Marked suppression of stimulated gastric acid and pepsin secretion by enisoprost, a new PGE1 analogue.

Abstract

The gastric antisecretory effects of three different doses of enisoprost, a new synthetic PGE1 analogue, were compared with placebo and misoprostol in 20 healthy male volunteers. Enisoprost 100, 200 and 400 micrograms all significantly (P less than 0.0001; ANOVA) suppressed histamine-stimulated acid and pepsin output when compared with placebo or misoprostol 200 micrograms. Misoprostol produced a significant decrease of stimulated acid output when compared with placebo (P = 0.0012).

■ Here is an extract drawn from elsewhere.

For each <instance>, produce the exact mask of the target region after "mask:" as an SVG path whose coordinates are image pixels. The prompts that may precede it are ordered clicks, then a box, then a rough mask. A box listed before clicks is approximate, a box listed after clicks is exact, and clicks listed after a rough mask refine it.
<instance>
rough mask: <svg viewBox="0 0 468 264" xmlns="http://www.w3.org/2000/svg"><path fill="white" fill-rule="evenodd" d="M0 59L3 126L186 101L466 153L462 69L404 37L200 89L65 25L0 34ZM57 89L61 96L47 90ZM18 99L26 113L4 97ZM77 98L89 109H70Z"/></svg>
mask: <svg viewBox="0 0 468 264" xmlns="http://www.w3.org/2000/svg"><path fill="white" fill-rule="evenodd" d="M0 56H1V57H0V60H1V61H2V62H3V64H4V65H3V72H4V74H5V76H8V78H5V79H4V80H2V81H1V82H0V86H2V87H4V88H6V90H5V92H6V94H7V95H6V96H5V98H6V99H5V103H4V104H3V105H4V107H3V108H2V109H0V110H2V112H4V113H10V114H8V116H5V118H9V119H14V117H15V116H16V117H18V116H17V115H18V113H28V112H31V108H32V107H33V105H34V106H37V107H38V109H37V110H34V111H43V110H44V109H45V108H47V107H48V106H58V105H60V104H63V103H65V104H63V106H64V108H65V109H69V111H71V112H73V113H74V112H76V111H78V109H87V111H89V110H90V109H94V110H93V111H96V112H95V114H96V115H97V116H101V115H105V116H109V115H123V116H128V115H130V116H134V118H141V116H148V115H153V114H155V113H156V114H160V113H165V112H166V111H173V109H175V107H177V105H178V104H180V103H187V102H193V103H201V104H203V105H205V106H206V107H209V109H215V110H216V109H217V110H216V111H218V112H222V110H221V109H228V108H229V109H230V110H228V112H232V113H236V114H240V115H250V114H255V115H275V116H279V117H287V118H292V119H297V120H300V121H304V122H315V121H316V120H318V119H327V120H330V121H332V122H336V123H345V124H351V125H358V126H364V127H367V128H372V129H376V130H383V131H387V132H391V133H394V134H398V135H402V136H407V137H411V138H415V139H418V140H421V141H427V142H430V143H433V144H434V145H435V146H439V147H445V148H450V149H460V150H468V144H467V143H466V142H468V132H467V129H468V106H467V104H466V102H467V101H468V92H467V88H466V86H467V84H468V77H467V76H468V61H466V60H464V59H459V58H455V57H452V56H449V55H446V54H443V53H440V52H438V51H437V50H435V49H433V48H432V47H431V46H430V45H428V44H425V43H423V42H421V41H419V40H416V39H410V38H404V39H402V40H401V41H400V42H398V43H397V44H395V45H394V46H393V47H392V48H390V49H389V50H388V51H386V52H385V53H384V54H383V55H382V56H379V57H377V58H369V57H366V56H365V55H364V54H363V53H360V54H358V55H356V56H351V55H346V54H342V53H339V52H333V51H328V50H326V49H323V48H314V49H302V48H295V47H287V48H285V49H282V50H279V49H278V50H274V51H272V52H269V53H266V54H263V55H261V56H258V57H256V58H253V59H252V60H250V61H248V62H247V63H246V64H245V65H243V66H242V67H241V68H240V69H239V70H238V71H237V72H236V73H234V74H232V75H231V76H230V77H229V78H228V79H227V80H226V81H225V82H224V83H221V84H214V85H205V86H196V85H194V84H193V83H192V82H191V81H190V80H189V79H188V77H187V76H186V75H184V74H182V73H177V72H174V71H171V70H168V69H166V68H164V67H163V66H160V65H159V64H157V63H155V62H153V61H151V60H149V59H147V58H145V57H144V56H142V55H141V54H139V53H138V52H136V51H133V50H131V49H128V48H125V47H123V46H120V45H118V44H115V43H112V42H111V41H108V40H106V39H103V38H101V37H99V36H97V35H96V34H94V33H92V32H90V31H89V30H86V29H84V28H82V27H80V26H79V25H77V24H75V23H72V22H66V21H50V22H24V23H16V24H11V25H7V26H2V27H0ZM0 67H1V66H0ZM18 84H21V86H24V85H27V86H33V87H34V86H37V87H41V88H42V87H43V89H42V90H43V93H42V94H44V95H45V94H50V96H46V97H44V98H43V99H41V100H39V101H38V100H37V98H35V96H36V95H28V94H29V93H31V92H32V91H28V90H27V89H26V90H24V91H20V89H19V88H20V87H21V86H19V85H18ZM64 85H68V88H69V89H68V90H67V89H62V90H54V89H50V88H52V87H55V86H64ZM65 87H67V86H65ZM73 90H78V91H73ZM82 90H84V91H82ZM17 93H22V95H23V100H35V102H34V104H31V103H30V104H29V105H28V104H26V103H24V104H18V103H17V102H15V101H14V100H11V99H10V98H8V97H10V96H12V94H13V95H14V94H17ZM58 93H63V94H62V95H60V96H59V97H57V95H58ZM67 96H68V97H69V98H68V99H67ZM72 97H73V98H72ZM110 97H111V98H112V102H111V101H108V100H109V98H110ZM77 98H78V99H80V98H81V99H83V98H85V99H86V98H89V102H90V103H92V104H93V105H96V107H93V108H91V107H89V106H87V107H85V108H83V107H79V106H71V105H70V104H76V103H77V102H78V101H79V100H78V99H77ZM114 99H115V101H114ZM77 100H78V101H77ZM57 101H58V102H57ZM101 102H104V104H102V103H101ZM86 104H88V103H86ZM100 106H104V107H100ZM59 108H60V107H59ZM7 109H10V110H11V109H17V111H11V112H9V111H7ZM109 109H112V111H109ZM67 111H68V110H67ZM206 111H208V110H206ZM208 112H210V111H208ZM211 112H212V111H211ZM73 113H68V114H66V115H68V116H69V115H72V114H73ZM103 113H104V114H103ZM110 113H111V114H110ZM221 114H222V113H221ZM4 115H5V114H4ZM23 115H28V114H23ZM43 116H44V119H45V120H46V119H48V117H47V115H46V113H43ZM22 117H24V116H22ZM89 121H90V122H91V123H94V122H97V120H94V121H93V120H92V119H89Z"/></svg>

The concentration of pepsin in gastric juice was significantly (P less than 0.0001) decreased by enisoprost at the commencement of histamine stimulation. This effect was short-lived, and was maximal with enisoprost 400 micrograms. There was a significant dose-response relationship for enisoprost for inhibition of stimulated acid output (P = 0.0065). Enisoprost was well tolerated, and no consistent drug-related adverse effects were detected. The profile of antisecretory effect of enisoprost, producing marked suppression of both acid and pepsin secretion independently, is unusual. This combination of activity along with any mucosal protective properties might be particularly effective in the treatment of peptic ulcer disease.